Janela única para registar terrenos dá mais poder aos municípios
As fontes consultadas pelo Expansão manifestam a sua concordância com a criação de uma plataforma tecnológica que agilize todos os procedimentos sobre direitos fundiários, mas criticam a falta de conhecimento, capacidade técnica e de recursos humanos nas administrações municipais.
Com a publicação em Diário da República do regulamento, que está em vigor desde 9 de Abril, sobre a janela única de concessão de direitos fundiários (Decreto Presidencial n.º 84/25), o governo dá um passo concreto na uniformização dos procedimentos de acesso aos direitos fundiários. Uma das principais novidades está relacionada com o reforço do poder local: segundo o Artigo 9.º, que se refere à tramitação dos processos, todos os requerimentos sobre acesso à terra passam obrigatoriamente a dar entrada na respectiva administração municipal, o que limita os pedidos feitos fora das jurisdições onde estão localizados os terrenos.
Esta é uma tentativa de impedir os conflitos de terras associados à dispersão administrativa, que resultavam em processos muitas vezes tramitados a partir de Luanda ou de outras regiões distantes dos terrenos em causa.
Segundo o regulamento aprovado pelo Presidente da República, compete aos administradores municipais autorizar a constituição ou a transmissão de direitos fundiários sobre terrenos rurais até 100 hectares, 1 hectare em áreas urbanas e até 2 hectares em áreas suburbanas.
Os governadores provinciais podem autorizar a transmissão de direitos sobre terrenos rurais com área superior a 100 hectares até 1.000 hectares, superior a 1 e até 2 hectares em áreas urbanas e superior a 2 e até 5 hectares em áreas suburbanas.
No caso dos terrenos rurais com área superior a 1.000 e até 10.000 hectares, superiores a 2 hectares em áreas urbanas e a 5 hectares em áreas suburbanas, compete ao titular do ministério responsável pelo cadastro nacional autorizar a constituição ou a transmissão de direitos fundiários.
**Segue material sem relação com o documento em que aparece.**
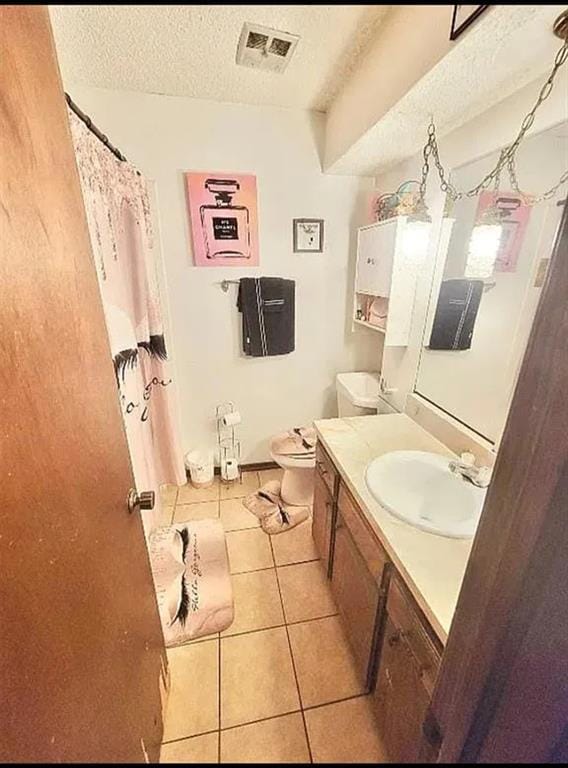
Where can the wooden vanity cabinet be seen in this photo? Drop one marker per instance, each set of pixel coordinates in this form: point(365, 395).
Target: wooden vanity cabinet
point(409, 661)
point(358, 582)
point(325, 487)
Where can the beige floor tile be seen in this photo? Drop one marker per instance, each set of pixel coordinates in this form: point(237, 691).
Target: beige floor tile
point(332, 742)
point(168, 495)
point(187, 494)
point(270, 474)
point(166, 516)
point(305, 591)
point(199, 749)
point(281, 740)
point(257, 677)
point(257, 602)
point(294, 546)
point(235, 516)
point(324, 664)
point(193, 703)
point(249, 550)
point(200, 511)
point(248, 484)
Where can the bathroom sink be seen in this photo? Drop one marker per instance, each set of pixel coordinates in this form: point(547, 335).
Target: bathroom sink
point(419, 488)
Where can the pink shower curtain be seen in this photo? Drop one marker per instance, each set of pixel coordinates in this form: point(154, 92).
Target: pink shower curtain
point(118, 216)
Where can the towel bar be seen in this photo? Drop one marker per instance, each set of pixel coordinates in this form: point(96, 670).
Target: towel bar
point(226, 283)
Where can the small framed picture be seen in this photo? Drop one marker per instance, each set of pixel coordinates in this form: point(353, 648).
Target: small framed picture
point(463, 16)
point(308, 235)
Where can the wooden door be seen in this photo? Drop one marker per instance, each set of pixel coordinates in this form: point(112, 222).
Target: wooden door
point(81, 644)
point(357, 597)
point(502, 691)
point(401, 699)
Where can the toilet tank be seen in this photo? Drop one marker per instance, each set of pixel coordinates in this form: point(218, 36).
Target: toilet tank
point(358, 394)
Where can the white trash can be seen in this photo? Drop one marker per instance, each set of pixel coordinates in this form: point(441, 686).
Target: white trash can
point(201, 467)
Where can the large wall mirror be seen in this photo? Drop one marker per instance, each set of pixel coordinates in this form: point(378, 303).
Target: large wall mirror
point(492, 259)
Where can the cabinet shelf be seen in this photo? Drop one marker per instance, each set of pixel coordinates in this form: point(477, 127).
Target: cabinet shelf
point(369, 325)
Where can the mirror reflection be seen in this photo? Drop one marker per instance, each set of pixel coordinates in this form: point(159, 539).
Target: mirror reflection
point(493, 254)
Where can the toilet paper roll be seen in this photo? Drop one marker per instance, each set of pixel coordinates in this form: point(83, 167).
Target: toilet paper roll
point(232, 418)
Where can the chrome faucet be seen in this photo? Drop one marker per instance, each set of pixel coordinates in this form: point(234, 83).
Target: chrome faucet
point(480, 476)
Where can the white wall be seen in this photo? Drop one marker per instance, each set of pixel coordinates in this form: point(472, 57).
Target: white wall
point(165, 136)
point(493, 129)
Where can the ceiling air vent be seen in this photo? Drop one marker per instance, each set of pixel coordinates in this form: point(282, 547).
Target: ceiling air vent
point(265, 48)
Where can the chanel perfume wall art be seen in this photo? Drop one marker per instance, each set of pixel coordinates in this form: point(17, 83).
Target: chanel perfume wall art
point(308, 235)
point(224, 220)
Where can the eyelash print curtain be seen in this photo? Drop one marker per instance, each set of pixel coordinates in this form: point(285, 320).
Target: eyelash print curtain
point(119, 221)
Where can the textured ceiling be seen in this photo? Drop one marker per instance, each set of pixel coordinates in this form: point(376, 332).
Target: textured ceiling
point(505, 50)
point(189, 50)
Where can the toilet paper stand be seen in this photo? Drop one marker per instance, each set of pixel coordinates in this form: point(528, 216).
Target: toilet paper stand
point(227, 417)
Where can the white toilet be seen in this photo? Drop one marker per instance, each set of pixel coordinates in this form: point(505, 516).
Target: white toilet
point(298, 478)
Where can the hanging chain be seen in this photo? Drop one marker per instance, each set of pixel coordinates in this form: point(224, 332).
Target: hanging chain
point(507, 158)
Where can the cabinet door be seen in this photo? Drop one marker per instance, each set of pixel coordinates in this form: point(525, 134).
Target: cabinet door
point(357, 596)
point(401, 699)
point(375, 254)
point(322, 519)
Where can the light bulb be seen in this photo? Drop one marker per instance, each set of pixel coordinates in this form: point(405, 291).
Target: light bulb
point(483, 250)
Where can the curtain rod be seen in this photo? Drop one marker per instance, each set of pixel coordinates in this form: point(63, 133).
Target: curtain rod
point(93, 128)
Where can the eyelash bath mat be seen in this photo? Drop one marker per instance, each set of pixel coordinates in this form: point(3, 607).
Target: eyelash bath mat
point(191, 573)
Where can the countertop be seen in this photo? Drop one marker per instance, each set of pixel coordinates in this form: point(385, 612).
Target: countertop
point(432, 566)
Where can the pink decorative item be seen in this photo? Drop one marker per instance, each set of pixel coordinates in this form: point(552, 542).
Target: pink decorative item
point(224, 219)
point(514, 223)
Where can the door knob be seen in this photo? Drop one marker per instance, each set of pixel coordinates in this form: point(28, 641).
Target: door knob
point(144, 500)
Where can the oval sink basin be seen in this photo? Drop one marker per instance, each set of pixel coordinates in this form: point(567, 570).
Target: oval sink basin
point(419, 488)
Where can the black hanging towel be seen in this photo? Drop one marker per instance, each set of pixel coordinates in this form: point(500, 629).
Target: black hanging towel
point(267, 305)
point(456, 312)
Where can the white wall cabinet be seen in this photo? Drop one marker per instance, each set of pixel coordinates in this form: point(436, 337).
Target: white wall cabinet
point(389, 255)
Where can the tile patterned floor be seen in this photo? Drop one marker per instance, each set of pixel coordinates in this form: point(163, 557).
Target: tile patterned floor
point(260, 693)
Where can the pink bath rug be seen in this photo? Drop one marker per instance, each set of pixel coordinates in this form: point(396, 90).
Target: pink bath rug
point(191, 573)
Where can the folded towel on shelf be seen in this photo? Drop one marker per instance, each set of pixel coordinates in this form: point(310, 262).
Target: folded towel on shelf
point(267, 305)
point(274, 515)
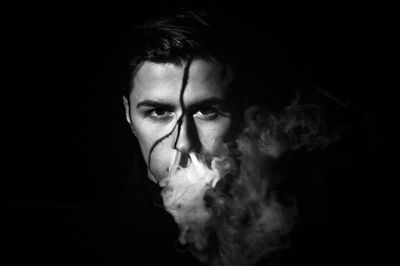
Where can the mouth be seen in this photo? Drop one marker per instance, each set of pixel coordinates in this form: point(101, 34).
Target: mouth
point(178, 159)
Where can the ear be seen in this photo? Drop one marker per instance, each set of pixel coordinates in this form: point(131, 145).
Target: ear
point(127, 109)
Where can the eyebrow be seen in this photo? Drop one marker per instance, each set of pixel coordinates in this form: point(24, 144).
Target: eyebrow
point(205, 102)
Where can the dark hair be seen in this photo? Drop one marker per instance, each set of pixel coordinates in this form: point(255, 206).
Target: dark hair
point(173, 39)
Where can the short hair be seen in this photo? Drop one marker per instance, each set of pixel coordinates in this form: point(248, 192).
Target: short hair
point(174, 39)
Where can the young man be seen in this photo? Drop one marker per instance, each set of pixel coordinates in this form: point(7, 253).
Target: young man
point(180, 97)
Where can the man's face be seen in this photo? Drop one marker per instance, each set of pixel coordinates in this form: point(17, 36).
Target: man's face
point(167, 114)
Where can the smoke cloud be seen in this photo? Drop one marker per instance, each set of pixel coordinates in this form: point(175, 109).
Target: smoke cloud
point(225, 207)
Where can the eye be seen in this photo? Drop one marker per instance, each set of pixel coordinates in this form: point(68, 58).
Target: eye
point(159, 114)
point(207, 113)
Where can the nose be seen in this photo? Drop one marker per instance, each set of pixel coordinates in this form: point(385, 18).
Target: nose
point(186, 136)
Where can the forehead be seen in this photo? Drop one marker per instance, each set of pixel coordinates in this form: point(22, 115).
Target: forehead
point(163, 82)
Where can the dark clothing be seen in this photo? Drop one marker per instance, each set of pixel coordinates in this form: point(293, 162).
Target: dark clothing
point(137, 229)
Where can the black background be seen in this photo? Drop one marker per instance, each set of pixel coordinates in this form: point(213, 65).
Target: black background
point(69, 143)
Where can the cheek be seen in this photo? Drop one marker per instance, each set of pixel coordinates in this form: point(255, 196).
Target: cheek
point(147, 134)
point(213, 134)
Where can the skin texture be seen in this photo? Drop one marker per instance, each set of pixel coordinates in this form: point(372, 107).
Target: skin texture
point(166, 113)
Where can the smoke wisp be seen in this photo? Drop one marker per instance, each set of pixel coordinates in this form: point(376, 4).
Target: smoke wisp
point(225, 207)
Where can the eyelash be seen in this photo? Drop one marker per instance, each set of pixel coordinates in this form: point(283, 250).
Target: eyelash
point(167, 114)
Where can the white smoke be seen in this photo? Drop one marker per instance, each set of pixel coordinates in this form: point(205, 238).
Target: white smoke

Apesar desta estruturação (que não é nova e foi apenas reformulada), com diferentes níveis de autorização consoante o tamanho dos terrenos, o referido Artigo 9.º afirma, na alínea a) do ponto número 1, que o pedido tem de dar "entrada na secretaria geral da administração municipal, que faz o registo, a análise preliminar da documentação, o agendamento da vistoria e a emissão da guia de pagamento".
A alínea b) indica que o processo é depois distribuído à direcção municipal de Gestão Urbanística e de Cadastro ou serviço municipal equivalente, para a "realização da vistoria, emissão do parecer e demarcação do terreno". O ponto c) esclarece que "tratando-se de pedido de concessão de direitos fundiários que não seja da competência do Administrador Municipal", o processo é imediatamente remetido para a entidade concedente competente em razão da dimensão do terreno, cuja "instrução técnica do processo de concessão é feita pelo Instituto Geográfico e Cadastral [IGCA] de Angola, nos termos da lei".
Iliteracia fundiária
Ainda que estas mudanças sejam genericamente vistas de forma positiva, sobretudo com o reforço das competências das administrações locais em matéria de direitos fundiários e com a uniformização dos procedimentos, é necessário olhar para a realidade objectiva do funcionamento do poder local em Angola.
Na opinião de Bernardo Castro, coordenador da Rede Terra (um consórcio de organizações nacionais e internacionais dedicado à defesa dos direitos fundiários em Angola), a "experiência demonstra que os órgãos concedentes não têm as qualificações adequadas e, na maior parte dos casos, não dominam o direito fundiário".
"A iliteracia é elevada e faz com que as administrações municipais actuem de forma arbitrária. Agora este problema ganhou ainda mais relevância porque temos mais municípios. E se antes constatou-se que o poder local não conseguia lidar com a Lei de Terras, porque os municípios não têm infraestruturas adequadas, nem pessoal qualificado. Muitas vezes os técnicos não conhecem os regulamentos", sublinha Bernardo Castro.
"Diversos conflitos de terras surgiram a partir desta iliteracia, mas também de outros fenómenos bem conhecidos, como a corrupção e o tráfico de influências. É necessário capacitar os agentes públicos em matérias de direito fundiário", defende o coordenador da Rede Terra.
Numa perspectiva mais de mercado e de promoção imobiliária, Cléber Correia, director- -geral da Proimóveis e antigo presidente da APIMA - Associação de Promotores Imobiliários de Angola, afirma concordar com a uniformização dos procedimentos de acesso à terra, mas também manifesta alguma preocupação com o papel das administrações municipais.
"Um dos principais desafios que temos é a baixa produtividade dos funcionários públicos, que normalmente chegam às 9h00, saem para almoçar às 12h00 e terminam o expediente às 15h00", descreve Cléber Correia.